I came away from Infinite with a sense that Ken Levine tried to make a great game but Infinite got crushed under the pressures of a big budget and triple-A executives who demanded the game appeal to a young white male demographic: Simplified shooter, dudebro protag, boobs, and negate the political themes.

I could be wrong, but then there’s …

Burial at Sea

The downloadable content (DLC) Burial at Sea seemed like an apology letter, acknowledging and addressing many of the gameplay and story problems I had with Infinite.

For example, there’s a weapon wheel, so the player can carry more than two weapons at a time. Medical kits can be carried and used as needed (something I complained about in my previous Infinite write up). There’s a significant stealth component and non-lethal options for neutralizing enemies. A great deal of time is spent explaining the connections between vigors and plasmids, Handymen and Big Daddies, Columbia and Rapture.

Elizabeth is the main character in Burial at Sea part two, and the storyline punishes Booker, acknowledging that he’s an asshole, though it later brings him back as a helpful voice in Elizabeth’s head and her “only friend,” underscoring her loneliness and her unhealthy relationship with this villain/parent.

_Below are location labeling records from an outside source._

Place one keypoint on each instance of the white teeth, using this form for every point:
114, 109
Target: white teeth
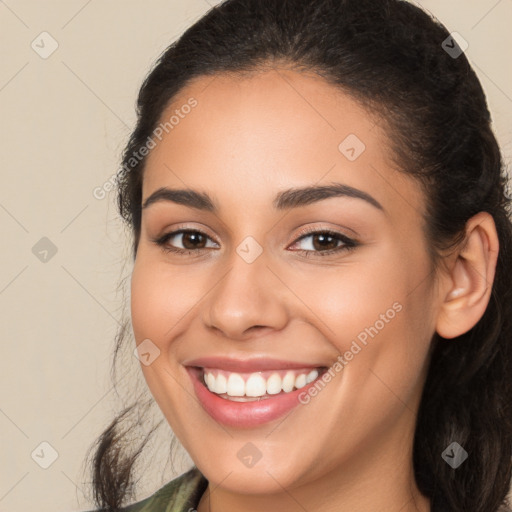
288, 382
255, 385
210, 380
234, 385
300, 381
274, 384
312, 375
221, 384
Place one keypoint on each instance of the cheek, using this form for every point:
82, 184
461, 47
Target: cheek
160, 301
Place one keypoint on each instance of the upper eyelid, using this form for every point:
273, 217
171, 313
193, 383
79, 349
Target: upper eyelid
306, 232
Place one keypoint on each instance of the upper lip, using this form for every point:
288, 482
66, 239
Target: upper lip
247, 365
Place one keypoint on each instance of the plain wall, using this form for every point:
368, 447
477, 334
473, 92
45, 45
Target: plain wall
64, 122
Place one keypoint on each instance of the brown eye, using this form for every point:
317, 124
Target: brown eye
193, 240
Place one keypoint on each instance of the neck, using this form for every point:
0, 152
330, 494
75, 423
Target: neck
379, 478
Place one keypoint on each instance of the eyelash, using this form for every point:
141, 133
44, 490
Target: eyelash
348, 243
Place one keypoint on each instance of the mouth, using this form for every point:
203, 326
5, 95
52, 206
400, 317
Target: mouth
247, 399
262, 385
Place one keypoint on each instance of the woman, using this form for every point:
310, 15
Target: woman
320, 295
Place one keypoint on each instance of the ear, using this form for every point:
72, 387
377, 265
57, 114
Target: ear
468, 284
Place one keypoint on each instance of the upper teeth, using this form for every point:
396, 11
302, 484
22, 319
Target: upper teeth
257, 384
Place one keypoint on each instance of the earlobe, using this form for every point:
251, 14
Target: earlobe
470, 279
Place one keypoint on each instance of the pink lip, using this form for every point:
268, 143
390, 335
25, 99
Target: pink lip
244, 414
247, 365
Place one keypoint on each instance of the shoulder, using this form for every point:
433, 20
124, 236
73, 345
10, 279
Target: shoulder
179, 495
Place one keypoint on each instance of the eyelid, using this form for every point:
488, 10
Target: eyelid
347, 243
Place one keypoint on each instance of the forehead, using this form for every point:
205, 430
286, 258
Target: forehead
271, 130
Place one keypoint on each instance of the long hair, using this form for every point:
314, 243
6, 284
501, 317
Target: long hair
390, 56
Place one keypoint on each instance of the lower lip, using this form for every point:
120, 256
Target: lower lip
244, 414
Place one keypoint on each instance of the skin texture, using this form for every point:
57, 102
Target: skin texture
248, 138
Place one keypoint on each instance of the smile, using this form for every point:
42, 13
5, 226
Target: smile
248, 394
257, 385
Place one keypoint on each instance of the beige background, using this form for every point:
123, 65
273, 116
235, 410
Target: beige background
64, 121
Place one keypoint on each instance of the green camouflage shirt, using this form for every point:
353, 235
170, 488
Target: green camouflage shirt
184, 492
180, 495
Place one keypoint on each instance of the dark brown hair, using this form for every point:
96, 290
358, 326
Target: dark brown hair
389, 56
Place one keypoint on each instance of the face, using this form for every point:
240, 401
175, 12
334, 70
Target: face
311, 314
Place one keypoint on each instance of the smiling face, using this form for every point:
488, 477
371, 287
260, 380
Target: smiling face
353, 294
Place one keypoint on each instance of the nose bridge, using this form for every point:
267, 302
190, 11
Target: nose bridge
245, 297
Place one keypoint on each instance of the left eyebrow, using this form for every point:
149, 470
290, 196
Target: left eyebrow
284, 200
295, 197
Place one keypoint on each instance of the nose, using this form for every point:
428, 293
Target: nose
249, 300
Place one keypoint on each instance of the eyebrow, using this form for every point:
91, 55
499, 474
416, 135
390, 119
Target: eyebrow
284, 200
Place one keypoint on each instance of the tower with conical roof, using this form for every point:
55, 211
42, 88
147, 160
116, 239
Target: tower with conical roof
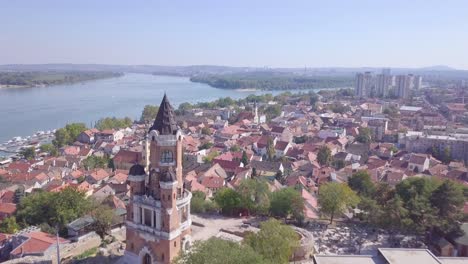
158, 214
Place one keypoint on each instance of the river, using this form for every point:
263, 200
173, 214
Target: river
27, 110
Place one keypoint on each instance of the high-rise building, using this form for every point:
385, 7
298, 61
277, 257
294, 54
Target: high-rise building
158, 213
383, 84
363, 86
417, 82
404, 85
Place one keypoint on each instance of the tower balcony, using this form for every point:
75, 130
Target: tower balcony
166, 140
184, 198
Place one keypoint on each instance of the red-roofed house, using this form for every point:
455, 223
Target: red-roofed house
281, 148
35, 243
213, 183
87, 136
125, 159
7, 210
97, 176
310, 205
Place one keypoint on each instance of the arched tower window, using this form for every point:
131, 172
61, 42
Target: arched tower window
147, 259
167, 156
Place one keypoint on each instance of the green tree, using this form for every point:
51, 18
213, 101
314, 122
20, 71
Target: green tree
184, 107
18, 195
9, 225
275, 242
209, 158
335, 198
270, 150
149, 113
206, 131
272, 111
313, 100
365, 135
446, 155
395, 216
338, 164
287, 202
255, 195
49, 148
113, 123
219, 251
245, 159
62, 138
68, 134
448, 201
53, 208
324, 156
361, 183
74, 130
93, 162
234, 148
197, 204
279, 176
206, 145
228, 200
104, 216
28, 153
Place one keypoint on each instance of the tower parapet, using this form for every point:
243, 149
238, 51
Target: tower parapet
158, 213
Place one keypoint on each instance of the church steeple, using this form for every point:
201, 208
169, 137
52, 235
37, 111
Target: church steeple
165, 122
158, 213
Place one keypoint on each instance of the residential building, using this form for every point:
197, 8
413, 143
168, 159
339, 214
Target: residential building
158, 214
404, 86
363, 84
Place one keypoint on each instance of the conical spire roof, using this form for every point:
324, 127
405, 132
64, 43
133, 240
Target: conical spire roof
165, 119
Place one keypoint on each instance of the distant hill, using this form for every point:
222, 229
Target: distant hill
438, 68
194, 70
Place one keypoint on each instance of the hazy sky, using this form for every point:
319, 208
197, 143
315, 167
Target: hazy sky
409, 33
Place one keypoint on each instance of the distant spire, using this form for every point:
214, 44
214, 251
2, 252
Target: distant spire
165, 119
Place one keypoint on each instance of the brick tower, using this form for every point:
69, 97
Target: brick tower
158, 213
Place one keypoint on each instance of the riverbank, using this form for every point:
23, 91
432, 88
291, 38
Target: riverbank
15, 80
25, 111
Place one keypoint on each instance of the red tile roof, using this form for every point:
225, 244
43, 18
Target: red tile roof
7, 208
213, 182
37, 243
127, 156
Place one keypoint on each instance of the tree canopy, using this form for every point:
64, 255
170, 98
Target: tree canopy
335, 198
276, 242
68, 134
113, 123
365, 135
28, 153
220, 251
229, 201
361, 183
53, 208
149, 113
255, 195
324, 156
287, 202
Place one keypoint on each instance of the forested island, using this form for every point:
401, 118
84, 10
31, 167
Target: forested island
272, 81
41, 78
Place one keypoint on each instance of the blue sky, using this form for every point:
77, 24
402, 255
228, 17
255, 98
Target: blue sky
346, 33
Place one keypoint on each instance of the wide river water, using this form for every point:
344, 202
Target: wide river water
25, 111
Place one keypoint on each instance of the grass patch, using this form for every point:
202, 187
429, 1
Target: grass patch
88, 253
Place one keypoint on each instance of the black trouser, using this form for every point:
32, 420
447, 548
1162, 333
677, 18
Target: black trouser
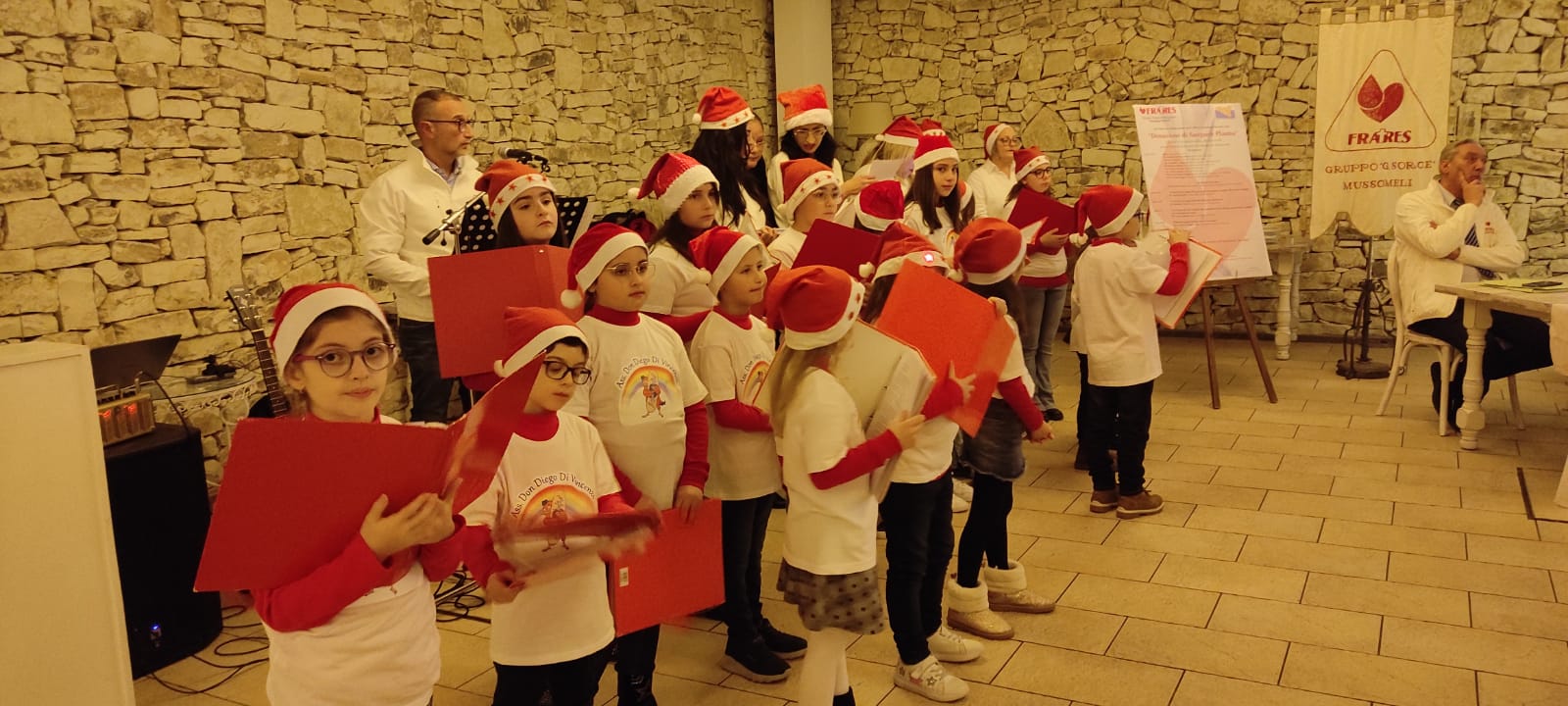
745, 526
430, 394
919, 525
1115, 418
985, 530
1513, 344
574, 682
634, 666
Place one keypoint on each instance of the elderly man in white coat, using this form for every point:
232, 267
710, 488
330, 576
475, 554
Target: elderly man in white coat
1452, 232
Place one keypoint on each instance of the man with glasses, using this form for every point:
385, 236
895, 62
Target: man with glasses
400, 209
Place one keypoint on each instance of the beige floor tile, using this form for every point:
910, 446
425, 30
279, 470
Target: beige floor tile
1458, 520
1254, 523
1231, 578
1094, 559
1518, 553
1388, 598
1309, 556
1385, 680
1507, 690
1200, 650
1066, 628
1329, 507
1311, 625
1131, 598
1393, 537
1199, 689
1393, 490
1531, 658
1520, 617
1090, 679
1470, 577
1286, 480
1176, 540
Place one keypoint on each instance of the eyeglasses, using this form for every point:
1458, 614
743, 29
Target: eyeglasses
559, 371
336, 363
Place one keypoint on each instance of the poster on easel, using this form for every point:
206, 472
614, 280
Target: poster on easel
1199, 172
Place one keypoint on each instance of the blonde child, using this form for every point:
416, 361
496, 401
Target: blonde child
830, 530
1115, 328
363, 627
645, 399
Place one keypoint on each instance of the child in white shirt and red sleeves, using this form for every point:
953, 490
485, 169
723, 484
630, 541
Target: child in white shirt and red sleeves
1113, 326
733, 352
363, 627
645, 399
988, 253
554, 470
830, 530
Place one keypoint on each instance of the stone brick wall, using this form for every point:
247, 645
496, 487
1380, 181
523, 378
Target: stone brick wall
1068, 73
156, 153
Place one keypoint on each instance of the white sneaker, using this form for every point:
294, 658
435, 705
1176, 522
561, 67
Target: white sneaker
951, 647
930, 680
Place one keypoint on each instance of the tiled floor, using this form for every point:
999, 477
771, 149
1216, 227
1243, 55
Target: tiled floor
1309, 553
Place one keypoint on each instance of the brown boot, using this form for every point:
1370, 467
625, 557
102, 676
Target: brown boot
1139, 506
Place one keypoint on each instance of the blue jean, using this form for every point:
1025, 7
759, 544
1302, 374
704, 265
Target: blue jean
1037, 331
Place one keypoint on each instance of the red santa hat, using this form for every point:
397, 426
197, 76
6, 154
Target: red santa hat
901, 245
988, 251
1027, 161
530, 331
802, 177
673, 177
592, 251
721, 109
718, 253
992, 133
933, 146
880, 204
812, 305
902, 130
1107, 208
302, 305
807, 107
506, 180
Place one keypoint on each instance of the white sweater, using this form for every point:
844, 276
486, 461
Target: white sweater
396, 214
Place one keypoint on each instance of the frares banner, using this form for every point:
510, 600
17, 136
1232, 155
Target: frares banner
1382, 112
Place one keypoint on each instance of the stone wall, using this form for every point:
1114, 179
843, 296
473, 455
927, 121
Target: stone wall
156, 153
1068, 75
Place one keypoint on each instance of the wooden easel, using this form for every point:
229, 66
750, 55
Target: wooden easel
1239, 287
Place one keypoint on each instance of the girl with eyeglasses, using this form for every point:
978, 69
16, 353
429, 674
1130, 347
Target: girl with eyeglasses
363, 627
554, 470
645, 399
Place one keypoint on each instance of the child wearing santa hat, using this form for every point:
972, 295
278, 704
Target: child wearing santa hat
553, 465
733, 352
995, 176
687, 195
645, 399
830, 530
935, 204
808, 135
811, 192
1043, 282
360, 628
1113, 326
988, 255
723, 146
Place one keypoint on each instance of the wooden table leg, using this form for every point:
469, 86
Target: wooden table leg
1471, 418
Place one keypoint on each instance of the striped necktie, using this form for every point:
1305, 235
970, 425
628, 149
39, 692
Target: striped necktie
1474, 242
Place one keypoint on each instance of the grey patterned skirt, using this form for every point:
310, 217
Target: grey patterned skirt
851, 603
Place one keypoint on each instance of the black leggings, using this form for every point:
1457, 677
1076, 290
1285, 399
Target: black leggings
985, 530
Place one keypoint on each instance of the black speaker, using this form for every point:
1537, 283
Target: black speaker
157, 494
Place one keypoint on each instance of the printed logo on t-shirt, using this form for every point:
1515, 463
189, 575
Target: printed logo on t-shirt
648, 389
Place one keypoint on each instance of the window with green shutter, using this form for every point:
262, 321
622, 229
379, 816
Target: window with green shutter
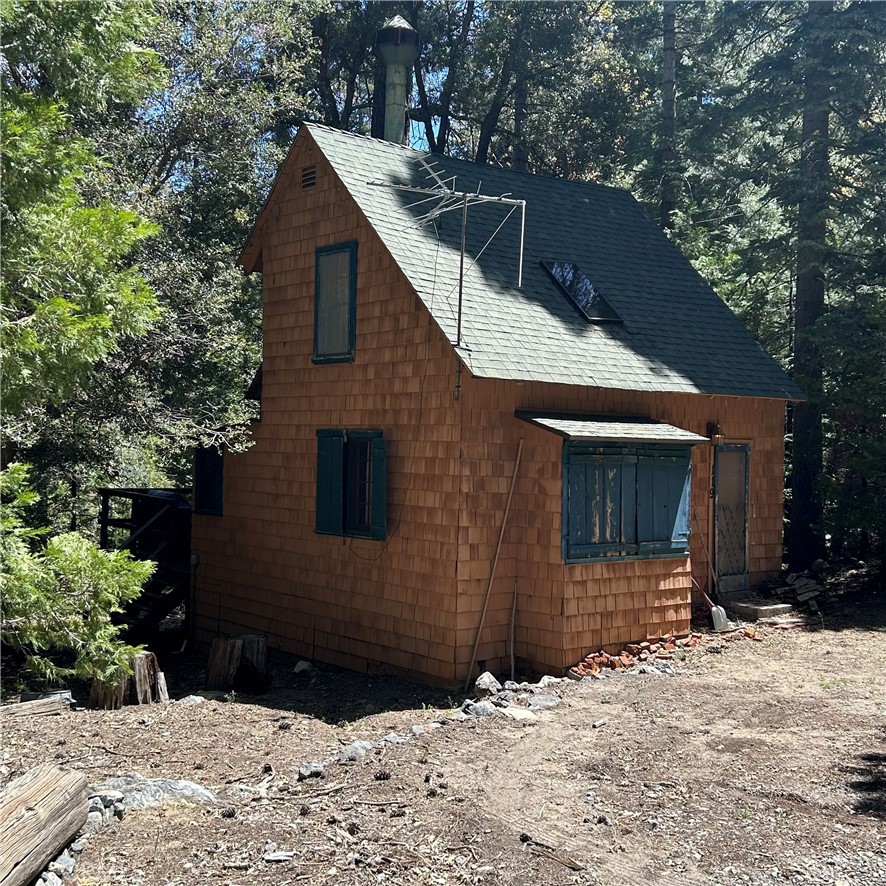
624, 502
208, 481
351, 483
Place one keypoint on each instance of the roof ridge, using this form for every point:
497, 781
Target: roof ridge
472, 163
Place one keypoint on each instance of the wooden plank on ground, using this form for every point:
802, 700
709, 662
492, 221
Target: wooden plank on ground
40, 813
39, 707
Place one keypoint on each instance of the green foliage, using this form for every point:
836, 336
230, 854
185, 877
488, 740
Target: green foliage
60, 594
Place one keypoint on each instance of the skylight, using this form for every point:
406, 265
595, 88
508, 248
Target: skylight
582, 292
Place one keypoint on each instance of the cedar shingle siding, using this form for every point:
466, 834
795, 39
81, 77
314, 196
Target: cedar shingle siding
410, 602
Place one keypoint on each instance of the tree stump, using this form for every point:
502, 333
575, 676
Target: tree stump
224, 662
238, 663
39, 815
252, 675
145, 685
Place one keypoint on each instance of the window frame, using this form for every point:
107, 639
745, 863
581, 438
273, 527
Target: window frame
655, 464
216, 478
332, 494
345, 356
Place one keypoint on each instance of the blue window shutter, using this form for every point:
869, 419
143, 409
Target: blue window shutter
663, 486
379, 488
330, 457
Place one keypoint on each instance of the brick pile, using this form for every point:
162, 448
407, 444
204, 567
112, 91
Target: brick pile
649, 651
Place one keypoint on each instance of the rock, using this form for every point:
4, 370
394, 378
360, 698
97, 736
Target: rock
520, 714
63, 865
141, 793
486, 684
312, 769
94, 823
191, 699
543, 702
355, 751
278, 856
481, 709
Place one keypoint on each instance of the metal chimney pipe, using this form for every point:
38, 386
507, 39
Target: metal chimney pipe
397, 43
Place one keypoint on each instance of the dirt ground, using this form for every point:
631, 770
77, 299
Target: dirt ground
761, 763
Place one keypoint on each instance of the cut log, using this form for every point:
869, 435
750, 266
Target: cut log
252, 675
224, 662
40, 813
39, 707
108, 696
145, 685
144, 677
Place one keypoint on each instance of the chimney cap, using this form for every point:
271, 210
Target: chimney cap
397, 42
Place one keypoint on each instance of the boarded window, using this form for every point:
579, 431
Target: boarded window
625, 502
335, 303
208, 481
352, 483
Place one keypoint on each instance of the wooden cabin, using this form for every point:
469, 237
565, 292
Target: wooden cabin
407, 387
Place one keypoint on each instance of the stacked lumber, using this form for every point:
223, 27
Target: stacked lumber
40, 813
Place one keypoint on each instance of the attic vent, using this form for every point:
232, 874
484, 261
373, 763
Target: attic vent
308, 177
581, 291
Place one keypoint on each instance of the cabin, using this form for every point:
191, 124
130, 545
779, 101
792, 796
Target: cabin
501, 415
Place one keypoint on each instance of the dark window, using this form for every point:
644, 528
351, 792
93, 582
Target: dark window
208, 480
578, 286
335, 303
625, 501
352, 483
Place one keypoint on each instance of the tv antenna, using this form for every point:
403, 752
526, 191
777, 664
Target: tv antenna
445, 198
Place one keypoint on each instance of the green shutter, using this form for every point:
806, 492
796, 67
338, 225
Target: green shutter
379, 504
330, 455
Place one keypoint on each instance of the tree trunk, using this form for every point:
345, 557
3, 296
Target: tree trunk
806, 542
490, 120
521, 100
456, 53
39, 815
668, 116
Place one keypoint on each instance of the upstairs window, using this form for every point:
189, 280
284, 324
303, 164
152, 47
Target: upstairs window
335, 303
581, 291
625, 501
352, 483
208, 480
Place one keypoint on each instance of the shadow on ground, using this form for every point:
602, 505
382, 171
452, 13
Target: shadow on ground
334, 695
867, 778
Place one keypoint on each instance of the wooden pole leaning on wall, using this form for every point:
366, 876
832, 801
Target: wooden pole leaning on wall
501, 536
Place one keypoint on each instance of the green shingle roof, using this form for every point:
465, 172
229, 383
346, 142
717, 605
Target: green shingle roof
677, 334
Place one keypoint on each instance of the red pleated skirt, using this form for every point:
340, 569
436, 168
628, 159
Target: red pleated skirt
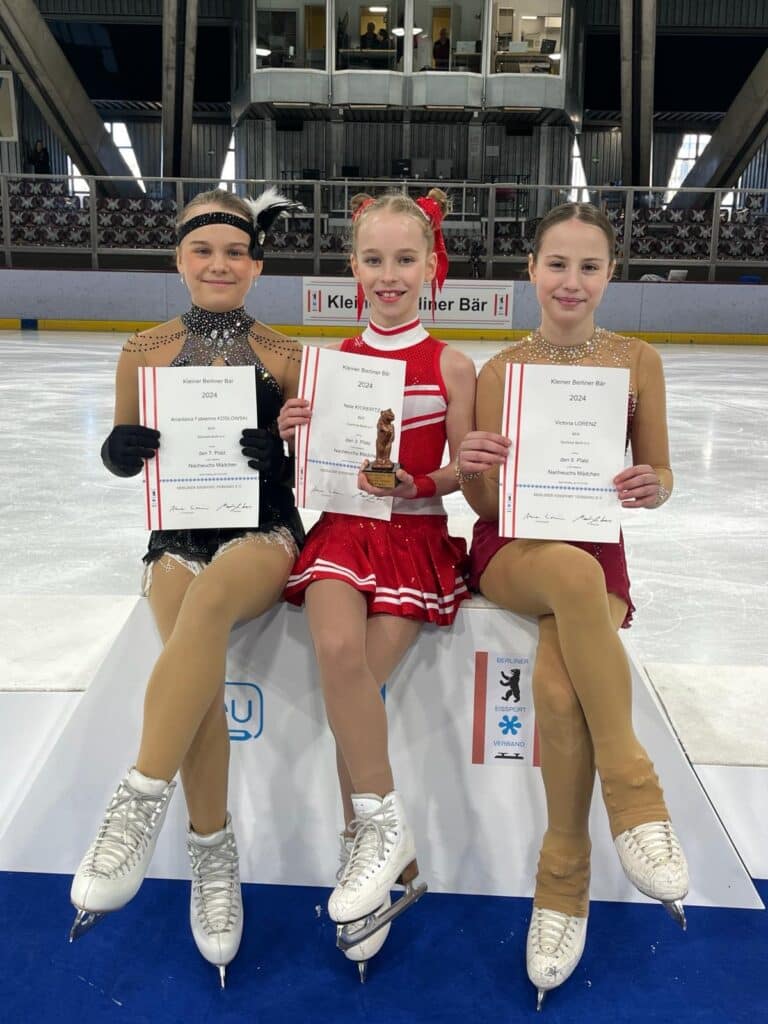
409, 566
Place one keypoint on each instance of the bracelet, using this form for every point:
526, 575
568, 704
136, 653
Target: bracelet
463, 477
664, 494
425, 486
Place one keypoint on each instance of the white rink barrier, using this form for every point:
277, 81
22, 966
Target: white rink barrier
462, 747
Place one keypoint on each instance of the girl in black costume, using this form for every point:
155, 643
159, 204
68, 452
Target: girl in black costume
199, 583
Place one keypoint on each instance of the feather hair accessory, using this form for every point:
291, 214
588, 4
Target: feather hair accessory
266, 208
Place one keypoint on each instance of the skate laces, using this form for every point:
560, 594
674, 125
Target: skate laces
215, 882
553, 932
126, 829
657, 843
345, 845
368, 848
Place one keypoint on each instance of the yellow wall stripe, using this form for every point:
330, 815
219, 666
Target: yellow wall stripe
449, 334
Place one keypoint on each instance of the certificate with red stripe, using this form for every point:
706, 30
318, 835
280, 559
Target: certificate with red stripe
567, 426
199, 478
347, 394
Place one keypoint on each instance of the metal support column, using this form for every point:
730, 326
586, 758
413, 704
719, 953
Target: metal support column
47, 76
638, 32
179, 48
736, 139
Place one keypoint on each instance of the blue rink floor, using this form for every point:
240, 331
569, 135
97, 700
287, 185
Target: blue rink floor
450, 958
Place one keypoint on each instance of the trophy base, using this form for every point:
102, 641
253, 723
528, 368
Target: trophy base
382, 476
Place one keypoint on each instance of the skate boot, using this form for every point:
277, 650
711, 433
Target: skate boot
215, 902
116, 862
553, 949
653, 862
364, 951
383, 854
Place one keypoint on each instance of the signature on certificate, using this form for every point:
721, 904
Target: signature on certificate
592, 520
544, 516
235, 507
327, 492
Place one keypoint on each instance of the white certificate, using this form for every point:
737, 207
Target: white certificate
568, 428
199, 478
347, 394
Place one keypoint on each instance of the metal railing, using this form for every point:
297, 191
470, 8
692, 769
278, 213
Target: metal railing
488, 230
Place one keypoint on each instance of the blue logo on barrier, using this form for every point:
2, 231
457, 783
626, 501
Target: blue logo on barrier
510, 725
244, 704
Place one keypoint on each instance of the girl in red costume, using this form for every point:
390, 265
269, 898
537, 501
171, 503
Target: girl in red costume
370, 584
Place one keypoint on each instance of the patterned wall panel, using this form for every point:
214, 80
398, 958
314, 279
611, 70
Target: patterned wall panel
126, 8
688, 13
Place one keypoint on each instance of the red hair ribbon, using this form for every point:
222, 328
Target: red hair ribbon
360, 294
433, 211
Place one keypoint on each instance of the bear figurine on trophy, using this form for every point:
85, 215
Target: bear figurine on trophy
382, 471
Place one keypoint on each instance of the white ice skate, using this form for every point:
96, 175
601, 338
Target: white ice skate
215, 901
116, 862
364, 951
653, 861
383, 854
553, 949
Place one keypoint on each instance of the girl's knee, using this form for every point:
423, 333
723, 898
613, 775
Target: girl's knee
207, 600
580, 581
554, 696
338, 652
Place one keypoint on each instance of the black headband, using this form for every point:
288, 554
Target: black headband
256, 249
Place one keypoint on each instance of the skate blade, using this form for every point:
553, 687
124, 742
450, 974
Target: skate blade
371, 925
84, 922
677, 912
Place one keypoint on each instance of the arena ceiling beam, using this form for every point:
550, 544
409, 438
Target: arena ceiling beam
47, 76
736, 139
179, 51
638, 41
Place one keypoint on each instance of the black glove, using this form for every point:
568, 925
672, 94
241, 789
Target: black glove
126, 448
265, 454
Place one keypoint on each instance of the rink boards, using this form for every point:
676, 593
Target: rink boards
462, 744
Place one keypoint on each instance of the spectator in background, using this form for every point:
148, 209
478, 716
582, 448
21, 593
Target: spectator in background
370, 41
441, 51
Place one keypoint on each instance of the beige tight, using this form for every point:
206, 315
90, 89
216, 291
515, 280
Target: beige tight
355, 655
184, 725
583, 698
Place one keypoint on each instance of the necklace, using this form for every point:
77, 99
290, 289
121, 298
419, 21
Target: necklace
541, 347
218, 332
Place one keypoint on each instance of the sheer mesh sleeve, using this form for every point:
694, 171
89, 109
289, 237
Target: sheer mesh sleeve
649, 438
482, 493
126, 383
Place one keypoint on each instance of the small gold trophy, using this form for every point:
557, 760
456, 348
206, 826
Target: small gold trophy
381, 472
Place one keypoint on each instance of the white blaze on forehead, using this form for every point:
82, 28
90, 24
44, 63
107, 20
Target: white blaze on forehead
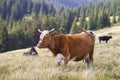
43, 34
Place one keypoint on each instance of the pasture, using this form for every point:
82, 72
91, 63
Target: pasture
106, 66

She becomes the likable if conflicted protagonist, with depth and personality, that I’d wanted all along.

Burial at Sea also attempts to change Daisy Fitzroy from a villain “no better than Comstock” to a self-sacrificing savior who voices serious doubts about the uprising and the resulting violence, and who never intended to kill the child at all but was only pretending, due to a request from the Luteces. Helluva retcon.